I mean, they are currently shipping real actual ads on the new tab page that aren't blocked by ad blockers - and possibly can't be (there are limits to what WebExtensions can modify on Firefox internal pages). Sure, maybe your parent comment was exaggerating a little bit, but what if Mozilla instead starts inserting "privacy-friendly" "recommendations" into webpages in order to "enhance users' browsing experiences"? That doesn't sound at all far-fetched for the Mozilla we know today.
First, I'd like to put things in context. When you write "Firefox 57 is currently looking like a net loss in terms of security and privacy", I suppose that this might (arguably) be true for you and a few other power users, but for the ~100% of users who do not use these power add-ons, their life will only be improved by the change.
Plus, I actually think that all the add-ons in the domain either have been ported or have an equivalent that has been ported. Certainly all the ones I use have been. Am I missing something that people actually use for their protection?
> If you're arguing that 57 is now more secure and better for privacy, perhaps you know something that people like me don't, and if so, maybe it's worth highlighting whatever built-in functionality can now replace those protections more in the documentation/marketing?
There is only so much message that marketing can propagate in a single campaign. I expect that we'll have another marketing campaign in a few months detailing what we've been doing for security and privacy. Especially since we'll have exciting stuff to showcase :)

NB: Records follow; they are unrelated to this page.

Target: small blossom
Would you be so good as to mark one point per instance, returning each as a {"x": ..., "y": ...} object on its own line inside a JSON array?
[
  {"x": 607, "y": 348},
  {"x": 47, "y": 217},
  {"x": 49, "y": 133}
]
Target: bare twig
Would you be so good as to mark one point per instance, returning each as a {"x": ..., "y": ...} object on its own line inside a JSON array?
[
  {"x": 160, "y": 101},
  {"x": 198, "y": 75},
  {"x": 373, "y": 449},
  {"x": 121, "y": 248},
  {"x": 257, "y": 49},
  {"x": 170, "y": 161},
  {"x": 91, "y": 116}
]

Let me give you a few keywords of stuff we've been doing to improve security: a gazillion fixes, better static analysis, replacing some critical components with Rust, introducing the first formally proved implementation of cryptography components in a browser, sandbox improvements, etc.
On privacy, I'll admit haven't really paid attention, but the new add-ons you install don't have access to your private data without your consent, I remember that we've been working working with Tor Browser to reduce fingerprinting, etc.